Saturday, October 28, 2017

GHA Priority IA: Protect our treasures from grasping foreign authoritarians.


Priority I
I. Restore balance in U.S. government policy in favor of fostering appreciation of ancient and indigenous cultures and the preservation of archaeological and ethnographic artifacts for the education and enjoyment of the American public.
A. Protect our treasures from grasping foreign authoritarians.

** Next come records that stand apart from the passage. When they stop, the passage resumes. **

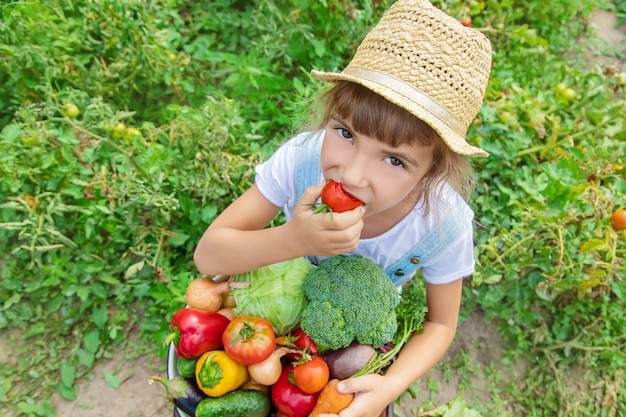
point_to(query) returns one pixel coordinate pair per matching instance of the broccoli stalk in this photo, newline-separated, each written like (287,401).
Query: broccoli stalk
(410,314)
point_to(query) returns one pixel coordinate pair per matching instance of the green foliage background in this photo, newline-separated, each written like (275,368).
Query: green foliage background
(179,100)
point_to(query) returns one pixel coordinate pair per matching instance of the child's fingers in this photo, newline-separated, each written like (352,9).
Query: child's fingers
(311,195)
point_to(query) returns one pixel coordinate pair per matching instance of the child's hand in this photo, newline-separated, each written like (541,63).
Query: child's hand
(324,234)
(369,396)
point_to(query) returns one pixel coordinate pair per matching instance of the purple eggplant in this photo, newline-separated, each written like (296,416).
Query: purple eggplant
(183,392)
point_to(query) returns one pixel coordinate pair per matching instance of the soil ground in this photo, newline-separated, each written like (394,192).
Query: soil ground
(477,341)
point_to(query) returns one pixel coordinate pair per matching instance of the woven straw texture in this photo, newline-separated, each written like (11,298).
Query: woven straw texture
(426,62)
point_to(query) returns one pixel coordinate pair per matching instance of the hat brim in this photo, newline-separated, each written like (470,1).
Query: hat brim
(455,142)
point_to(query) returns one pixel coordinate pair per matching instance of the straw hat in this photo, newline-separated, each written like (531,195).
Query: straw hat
(426,62)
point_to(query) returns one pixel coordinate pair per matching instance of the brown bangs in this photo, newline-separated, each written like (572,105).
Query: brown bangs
(373,116)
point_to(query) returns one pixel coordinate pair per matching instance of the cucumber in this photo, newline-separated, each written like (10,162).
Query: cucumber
(239,403)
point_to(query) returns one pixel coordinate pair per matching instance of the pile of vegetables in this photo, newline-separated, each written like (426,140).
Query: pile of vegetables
(244,354)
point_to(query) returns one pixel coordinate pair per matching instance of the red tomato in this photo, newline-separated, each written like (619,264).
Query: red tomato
(304,341)
(289,399)
(311,376)
(337,199)
(249,340)
(618,219)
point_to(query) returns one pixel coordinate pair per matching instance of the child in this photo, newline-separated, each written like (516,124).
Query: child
(393,134)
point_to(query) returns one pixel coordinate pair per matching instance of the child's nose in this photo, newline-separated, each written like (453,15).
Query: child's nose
(355,172)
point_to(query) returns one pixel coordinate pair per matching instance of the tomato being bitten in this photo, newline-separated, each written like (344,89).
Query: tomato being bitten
(334,196)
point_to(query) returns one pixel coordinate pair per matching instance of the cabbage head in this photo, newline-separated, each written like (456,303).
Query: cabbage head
(275,293)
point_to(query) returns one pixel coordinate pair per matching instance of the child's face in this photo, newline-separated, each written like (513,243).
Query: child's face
(379,175)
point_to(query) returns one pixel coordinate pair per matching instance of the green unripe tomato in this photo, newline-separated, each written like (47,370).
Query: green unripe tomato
(30,140)
(118,131)
(560,88)
(132,133)
(71,110)
(569,94)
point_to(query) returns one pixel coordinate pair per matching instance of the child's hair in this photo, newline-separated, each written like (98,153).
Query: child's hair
(374,116)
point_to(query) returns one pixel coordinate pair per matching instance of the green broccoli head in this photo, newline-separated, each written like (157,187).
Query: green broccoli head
(350,299)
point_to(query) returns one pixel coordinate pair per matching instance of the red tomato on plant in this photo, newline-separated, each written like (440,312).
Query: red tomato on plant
(334,196)
(196,332)
(311,376)
(618,219)
(289,399)
(249,340)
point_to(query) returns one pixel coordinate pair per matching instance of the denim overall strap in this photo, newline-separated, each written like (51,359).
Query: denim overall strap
(436,241)
(308,166)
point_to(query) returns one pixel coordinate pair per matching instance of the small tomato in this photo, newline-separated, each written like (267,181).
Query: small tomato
(311,376)
(249,340)
(118,130)
(466,21)
(71,110)
(132,133)
(618,219)
(334,196)
(30,140)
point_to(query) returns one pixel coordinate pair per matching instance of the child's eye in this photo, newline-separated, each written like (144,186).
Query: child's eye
(393,161)
(344,133)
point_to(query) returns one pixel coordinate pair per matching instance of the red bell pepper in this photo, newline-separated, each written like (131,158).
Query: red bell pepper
(196,332)
(289,399)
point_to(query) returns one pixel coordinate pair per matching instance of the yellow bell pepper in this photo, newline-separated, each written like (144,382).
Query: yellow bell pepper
(217,373)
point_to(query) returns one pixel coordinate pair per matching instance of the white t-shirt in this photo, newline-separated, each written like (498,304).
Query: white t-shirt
(275,179)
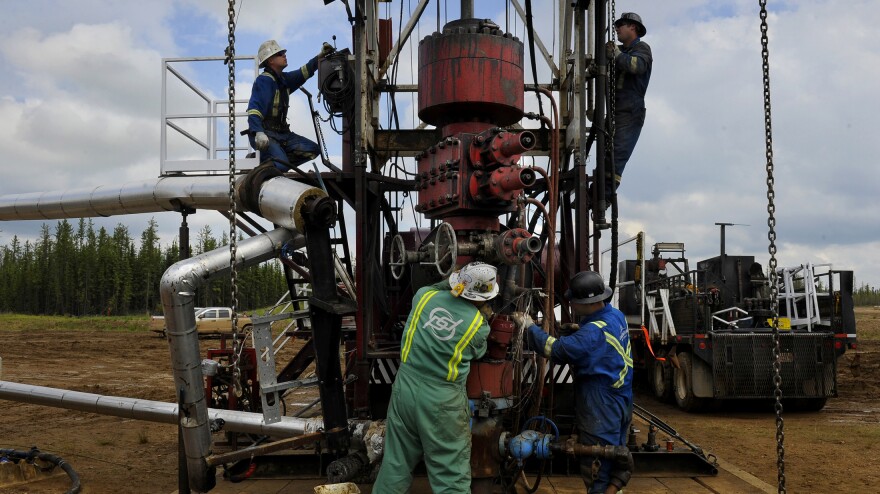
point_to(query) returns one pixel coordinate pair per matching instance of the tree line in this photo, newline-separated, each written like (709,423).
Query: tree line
(83,271)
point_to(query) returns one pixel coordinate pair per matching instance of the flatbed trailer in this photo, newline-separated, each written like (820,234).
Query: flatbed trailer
(705,335)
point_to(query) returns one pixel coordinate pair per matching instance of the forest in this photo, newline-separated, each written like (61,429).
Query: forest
(79,271)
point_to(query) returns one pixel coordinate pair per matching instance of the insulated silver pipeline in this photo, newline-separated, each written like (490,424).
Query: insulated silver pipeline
(161,194)
(178,289)
(152,411)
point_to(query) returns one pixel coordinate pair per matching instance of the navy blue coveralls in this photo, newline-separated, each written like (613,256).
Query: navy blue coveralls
(600,357)
(633,70)
(267,112)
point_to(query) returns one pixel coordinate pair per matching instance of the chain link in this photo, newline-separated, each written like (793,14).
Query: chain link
(612,90)
(771,236)
(233,248)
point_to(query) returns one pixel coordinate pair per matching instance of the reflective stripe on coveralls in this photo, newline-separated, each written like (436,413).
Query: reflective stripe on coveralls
(611,340)
(415,320)
(463,342)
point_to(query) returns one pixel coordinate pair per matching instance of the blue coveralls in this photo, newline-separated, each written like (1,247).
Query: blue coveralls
(600,357)
(428,414)
(633,69)
(267,112)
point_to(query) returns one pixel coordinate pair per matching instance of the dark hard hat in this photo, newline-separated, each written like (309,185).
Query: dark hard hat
(587,287)
(633,18)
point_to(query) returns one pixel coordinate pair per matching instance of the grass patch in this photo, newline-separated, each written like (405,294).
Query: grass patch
(26,322)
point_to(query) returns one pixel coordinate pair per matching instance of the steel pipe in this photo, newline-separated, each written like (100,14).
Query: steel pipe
(152,411)
(178,290)
(162,194)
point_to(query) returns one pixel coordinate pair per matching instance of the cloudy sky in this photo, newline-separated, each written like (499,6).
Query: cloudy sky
(80,93)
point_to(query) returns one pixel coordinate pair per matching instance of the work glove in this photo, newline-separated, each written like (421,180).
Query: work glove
(261,141)
(530,339)
(326,49)
(612,50)
(487,311)
(522,320)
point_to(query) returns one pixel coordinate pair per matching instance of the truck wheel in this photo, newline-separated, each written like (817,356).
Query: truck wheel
(661,380)
(684,386)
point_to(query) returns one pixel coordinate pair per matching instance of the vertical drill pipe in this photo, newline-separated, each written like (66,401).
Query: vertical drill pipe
(599,122)
(467,9)
(550,213)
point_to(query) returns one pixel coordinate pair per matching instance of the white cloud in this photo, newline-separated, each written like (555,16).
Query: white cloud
(80,94)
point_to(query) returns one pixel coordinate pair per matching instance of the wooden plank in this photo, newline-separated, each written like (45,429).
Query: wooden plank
(735,478)
(684,485)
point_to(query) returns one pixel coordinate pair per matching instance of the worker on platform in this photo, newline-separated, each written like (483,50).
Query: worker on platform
(599,355)
(428,417)
(632,64)
(268,130)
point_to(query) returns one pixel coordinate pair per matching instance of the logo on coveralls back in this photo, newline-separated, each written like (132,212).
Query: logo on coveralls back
(442,324)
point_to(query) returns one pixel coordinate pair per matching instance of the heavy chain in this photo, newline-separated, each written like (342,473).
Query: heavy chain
(230,62)
(612,87)
(771,236)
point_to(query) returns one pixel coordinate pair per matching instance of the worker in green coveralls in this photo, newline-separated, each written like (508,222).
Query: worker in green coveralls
(428,415)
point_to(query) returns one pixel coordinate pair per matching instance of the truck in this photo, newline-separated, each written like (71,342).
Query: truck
(209,321)
(705,335)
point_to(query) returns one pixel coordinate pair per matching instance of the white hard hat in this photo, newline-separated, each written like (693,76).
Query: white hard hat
(475,281)
(267,49)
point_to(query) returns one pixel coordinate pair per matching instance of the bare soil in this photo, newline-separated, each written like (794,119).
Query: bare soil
(835,449)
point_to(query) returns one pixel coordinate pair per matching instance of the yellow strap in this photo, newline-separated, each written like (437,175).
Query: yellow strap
(627,360)
(634,64)
(452,375)
(276,103)
(415,319)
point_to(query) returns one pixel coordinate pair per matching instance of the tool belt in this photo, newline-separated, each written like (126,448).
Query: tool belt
(276,126)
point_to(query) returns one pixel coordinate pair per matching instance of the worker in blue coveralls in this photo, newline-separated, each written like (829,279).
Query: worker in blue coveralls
(632,63)
(428,417)
(268,130)
(600,357)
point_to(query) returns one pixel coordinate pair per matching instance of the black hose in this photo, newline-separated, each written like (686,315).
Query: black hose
(34,453)
(530,30)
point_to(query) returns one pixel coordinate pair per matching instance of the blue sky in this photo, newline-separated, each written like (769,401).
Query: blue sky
(80,91)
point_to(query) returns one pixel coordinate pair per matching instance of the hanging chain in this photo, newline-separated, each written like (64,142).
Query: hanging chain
(612,95)
(230,62)
(771,236)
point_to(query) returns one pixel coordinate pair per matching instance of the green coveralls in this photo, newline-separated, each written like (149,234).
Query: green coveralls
(428,414)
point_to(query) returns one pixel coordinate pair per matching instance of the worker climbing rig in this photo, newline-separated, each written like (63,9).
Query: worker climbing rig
(472,184)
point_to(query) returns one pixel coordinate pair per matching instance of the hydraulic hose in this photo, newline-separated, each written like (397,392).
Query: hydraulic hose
(34,453)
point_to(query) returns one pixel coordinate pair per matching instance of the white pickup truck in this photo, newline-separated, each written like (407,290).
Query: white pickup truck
(209,321)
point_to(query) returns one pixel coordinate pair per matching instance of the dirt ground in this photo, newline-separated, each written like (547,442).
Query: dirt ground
(835,449)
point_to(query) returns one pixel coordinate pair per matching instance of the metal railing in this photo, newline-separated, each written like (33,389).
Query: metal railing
(215,113)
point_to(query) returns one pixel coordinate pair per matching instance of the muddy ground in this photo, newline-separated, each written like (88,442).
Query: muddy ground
(835,449)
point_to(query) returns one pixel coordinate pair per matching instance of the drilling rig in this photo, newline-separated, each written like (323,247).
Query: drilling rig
(481,179)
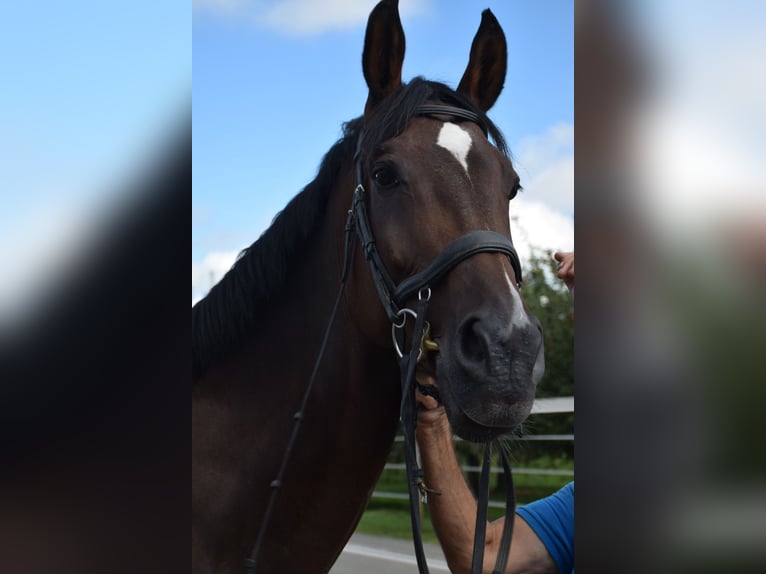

Contest efforts to make it easier for the government to seize and forfeit art and antiquities deemed cultural property long in U.S. collections based on obscure foreign laws. Archaeological advocacy groups with ties to foreign authoritarian governments lobbied for the introduction of last term’s proposed Terrorism Art and Antiquity Revenue Prevention Act (“TAAR”) as an anti-terrorist financing measure. That bill would have dramatically lowered the bar for criminal prosecutions based on other nations’ cultural patrimony laws. TAAR empowered federal prosecutors to charge individuals for possession of any object valued over $50 illegally removed from another country. As proposed, the bill would have turned millions of collectors, thousands of small businesses that trade in art and antiquities, and hundreds of museums into criminals overnight. TAAR died at the end of the last Congressional session, but is expected to be reintroduced in some form this term. We oppose criminal liability being predicated on obscure foreign laws, particularly those of authoritarian and dictatorial regimes. To the extent such laws should be honored here at all, any liability should only be prospective and based on foreign laws accessible on public web sites that vest clear title in a foreign country and which are consistently enforced at home.